Maximum likelihood estimation with tensorflow probability and pystan (and now rstan too)

I've made some edits to this post based on comments on the stan forums and from Bob Carpenter below (many thanks to all):

y ~ bernoulli_logit(alpha + x * beta); -> y ~ bernoulli_logit_glm(x, alpha, beta); in the stan code (actually nvm this doesn't work with the currently released pystan or rstan 2.18, I get this error)
Added rstan example

I'm quite excited about tensorflow 2 and have been using the alpha quite a lot recently. I'm also really enjoying a lot of the functionallity in tensorflow probability which I show a little of here. I installed both of these via:

pip install tensorflow-gpu==2.0.0-alpha tfp-nightly

In this example I use LBFGS to find maximum likelihood estimates in a fairly big logistic regression with 1 million observations and 250 predictors. It's really easy to do in tensorflow and in stan, the only difference here is the execution time, and the gap in this (contrived) example is pretty large. Perhaps when stan on the GPU becomes available it will close the gap. Less the GPU difference, a few other differences worth mentioning are:

The LBFGS implementation and stopping criteria may be different in stan and tensorflow-probability
The tensorflow version uses 32 bit floats and stan 64 bit floats (I'm not aware of any way to change this in stan)
Stan only runs on a single core

The latter two points are limitations of stan, I think.
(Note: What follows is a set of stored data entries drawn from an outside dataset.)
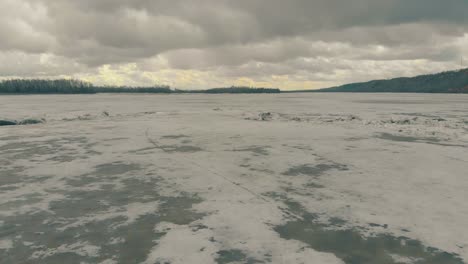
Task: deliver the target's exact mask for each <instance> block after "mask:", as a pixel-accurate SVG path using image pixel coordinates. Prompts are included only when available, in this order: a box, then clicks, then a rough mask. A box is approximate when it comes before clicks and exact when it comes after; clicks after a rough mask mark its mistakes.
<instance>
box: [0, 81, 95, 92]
mask: <svg viewBox="0 0 468 264" xmlns="http://www.w3.org/2000/svg"><path fill="white" fill-rule="evenodd" d="M0 93H7V94H87V93H96V90H95V87H94V86H93V85H92V84H90V83H87V82H82V81H78V80H27V79H17V80H5V81H2V82H0Z"/></svg>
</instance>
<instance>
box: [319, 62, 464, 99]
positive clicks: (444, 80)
mask: <svg viewBox="0 0 468 264" xmlns="http://www.w3.org/2000/svg"><path fill="white" fill-rule="evenodd" d="M314 92H359V93H468V68H467V69H463V70H459V71H449V72H442V73H437V74H429V75H421V76H416V77H410V78H395V79H391V80H377V81H370V82H364V83H352V84H346V85H343V86H337V87H332V88H327V89H320V90H314Z"/></svg>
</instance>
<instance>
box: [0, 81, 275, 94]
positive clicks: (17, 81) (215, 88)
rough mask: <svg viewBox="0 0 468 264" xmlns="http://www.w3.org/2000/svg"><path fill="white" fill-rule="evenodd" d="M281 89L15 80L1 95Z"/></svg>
mask: <svg viewBox="0 0 468 264" xmlns="http://www.w3.org/2000/svg"><path fill="white" fill-rule="evenodd" d="M279 92H280V90H279V89H272V88H255V87H238V86H232V87H227V88H214V89H208V90H177V89H175V90H173V89H171V88H170V87H169V86H166V85H155V86H148V87H130V86H95V85H93V84H91V83H87V82H83V81H79V80H66V79H61V80H41V79H39V80H30V79H14V80H5V81H1V82H0V94H94V93H163V94H170V93H207V94H219V93H228V94H239V93H279Z"/></svg>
I should note that stan does seem to support some multithreading (see pystan threading support), although it looks quite complicated to use. In tensorflow taking advantage of multiple CPUs or the GPUs requires little to no effort from the user.

Anyway, here's the data generation and the tensorflow version:

import tensorflow_probability as tfp
import tensorflow as tf
import time as tm

tfd = tfp.distributions

N = 1_000_000
P = 250


def loss(par, x, y):
    alpha = par[0]
    beta = tf.expand_dims(par[1:], 1)
    dist = tfd.Bernoulli(alpha + x @ beta)
    return -tf.reduce_sum(dist.log_prob(y))


@tf.function
def loss_and_gradient(par, x, y):
    return tfp.math.value_and_gradient(lambda par: loss(par, x, y), par)


def fit(x, y):
    init = tf.zeros(tf.shape(x)[1] + 1)
    opt = tfp.optimizer.lbfgs_minimize(
        lambda par: loss_and_gradient(par, x, y), init, max_iterations=1000
    )
    return opt


tf.random.set_seed(123)

alpha_true = tfd.Normal(0.666, 1.0).sample()
beta_true = tfd.Normal(0.0, 3.14).sample([P, 1])

x = tfd.Normal(0.0, 1.0).sample([N, P])
y = tfd.Bernoulli(alpha_true + x @ beta_true).sample()

start = tm.time()
mle = fit(x, y)
end = tm.time()

print(f"tensorflow took: {end - start:.4f} seconds")
print(f"converged: {mle.converged}")
print(f"iterations: {mle.num_iterations}")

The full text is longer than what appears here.